Mas como seguro morreu de velho - porque nunca dependeu do SAMU - e eu sei que tem uma UPA (Unidade de Pronto Atendimento) ali perto, corri pra lá enquanto respondia ao questionário sócio-econômico-e-até-de-vidas-passadas que a atendente do 192 fazia.
Chegando na UPA, recebi a notícia que os médicos e enfermeiros ali lotados não pode ir nem na esquina caso alguém esteja morrendo lá. É preciso trazer o indivíduo até eles.
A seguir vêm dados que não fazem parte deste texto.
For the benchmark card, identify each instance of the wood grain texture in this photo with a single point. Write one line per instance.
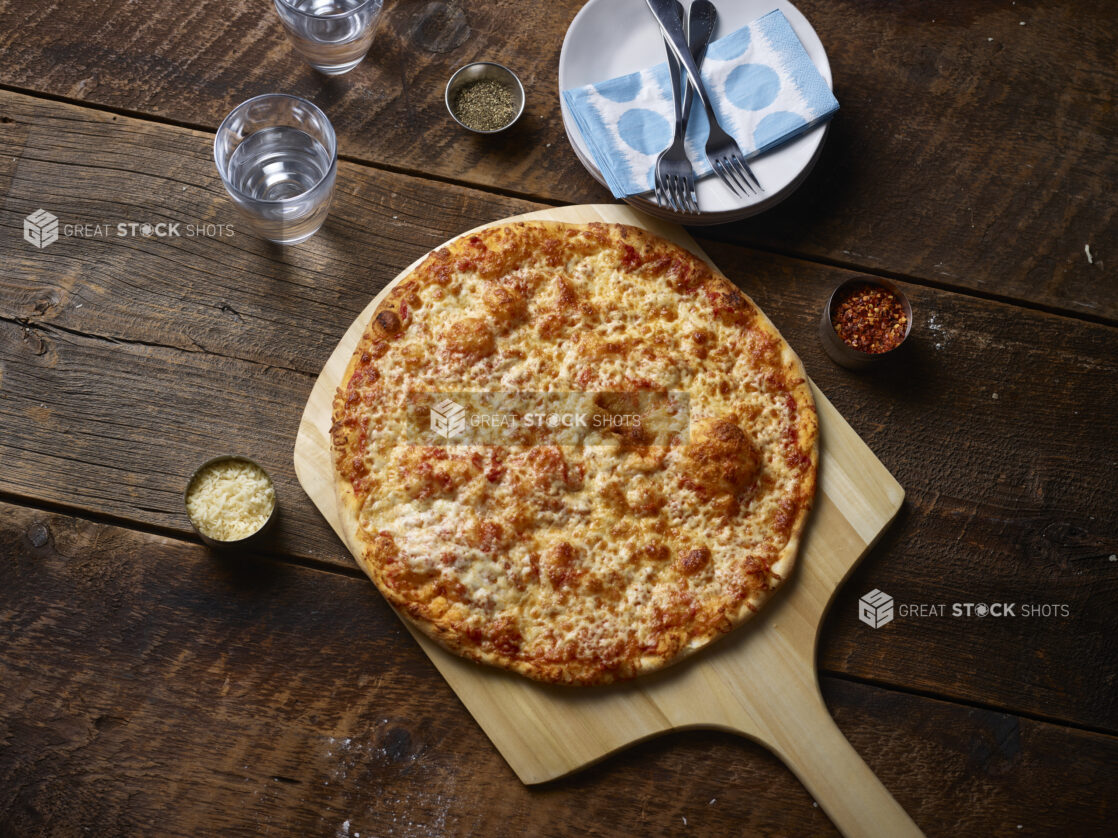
(148, 683)
(974, 148)
(107, 402)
Tudo bem, pelo menos eles devem ter alguma influência e abreviar o atendimento do 192, não é?
Não.
O Cabo do Corpo de Bombeiros estava já há 12 minutos - cronometrados no meu celular - com a atendente num debate interessante: a vítima bateu e desmaiou ou desmaiou e bateu?
Porque se tivesse batido e desmaiado, seria caso de ligar para o 193. Se tivesse desmaiado e batido, aí sim, seria 192.
No meio da discussão filosófico-matemática sobre qual era o número responsável pelo Senhor que agonizava a uns 800 metros dali, eis que chega o enfartado, trazido por um segurança que trabalhava na rua e resolveu ir até a UPA dirigindo o carro da vítima.
O cabo dos bombeiros devolveu o telefone, agradeceu meu "gesto de cidadão" e me confessou ao pé do ouvido "Esse 192 é uma m*!".
Não sei qual foi o destino da senhorinha da escada ou do senhor que desmaiou, mas sei de uma coisa: o cabo estava coberto de razão.